Focus on China’s Healthcare for 1.3 Billion People

by Sameer Joshi or 10-Mar-2016

Publisher's studies focus on China’s Healthcare Industry. In the two past decades, the industry has been growing at a fast pace. It is a tremendous challenge to provide healthcare for 1.3 billion people. The dramatic expansions of the healthcare system, drug manufacturing, and health insurance have transformed China’s society and economy. Life expectancy reached 76.8 for women and 72.5 for men now comparing to 69.9 for women and 66.9 for men in 1990. Demographic transition from high mortality to low mortality has helped increase life expectancy. Primary diseases have also shifted from infectious to chronic. Cancer, heart diseases and cerebrovascular diseases are now top killers. Spending on healthcare counts for over 5% of GDP now and continue to increase in the next decade.    

   

Healthcare reform has been one of the key topics on the government agenda in China. Due to the rise in the cost of healthcare, more than 10% of the income is spent on healthcare, which is greater than that spent on education and transportation. The rise in the cost in healthcare would definitely have an outcome of the high cost of the drugs. There are approximately 4,500 pharmaceutical companies in China, the majority of which are small players with limited local market reach.
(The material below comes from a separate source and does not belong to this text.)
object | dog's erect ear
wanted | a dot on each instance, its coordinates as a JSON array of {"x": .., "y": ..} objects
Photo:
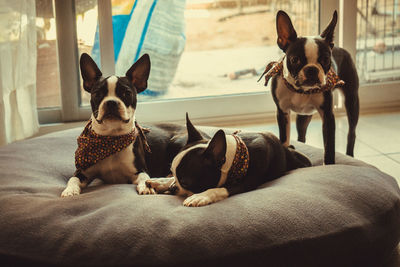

Rapid consolidation between medium and large players in the sector is anticipated since the Chinese government has been encouraging industry consolidation with an effort to regulate the industry and to better control the pricing of drugs.  

 

China is one of the world’s major producers of pharmaceuticals. Far outpacing other economies in the world, China is the world’s fastest growing pharmaceutical market. Although China has enjoyed the benefits of an expanding market for pharmaceutical production and distribution, the industry is suffering from minimal innovation and investment in R&D and new product development. The sector’s economies of scale have yet to be achieved. Most domestic manufacturers in the pharmaceutical industry lack the autonomic intellectual property and financial resources to develop their own brand name products. Most manufacturers rely on the repetitive production of Chinese medicine, low value-added bulk pharmaceuticals or generic drugs. 

 

Biotechnology is a rapidly growing sector in China. Both production and demand have witnessed significant surges in recent years. China will continue to remain a large importer for biotechnology pharmaceuticals to meet the growing domestic demand. Major imports include biotechnology vaccines, CSF, r-EPO, recombinant human insulin, recombinant human growth hormones, recombinant interferon, and other biotechnology pharmaceuticals.

 

The health care insurance industry of China includes two main parts such as the social healthcare insurance controlled by the government and commercial healthcare insurance provided by private companies. At present, the social healthcare insurance is under reforms to control the increasing healthcare costs. The development of commercial healthcare insurance in China is not inadequate. But the commercial healthcare insurance market has a great growth potential. Today, China has the largest healthcare market in the world. The Chinese healthcare industry is one of the fastest-growing sectors in China, growing at double digit rate each year. Tremendous fast-growing markets for imports and business opportunities for companies around the world.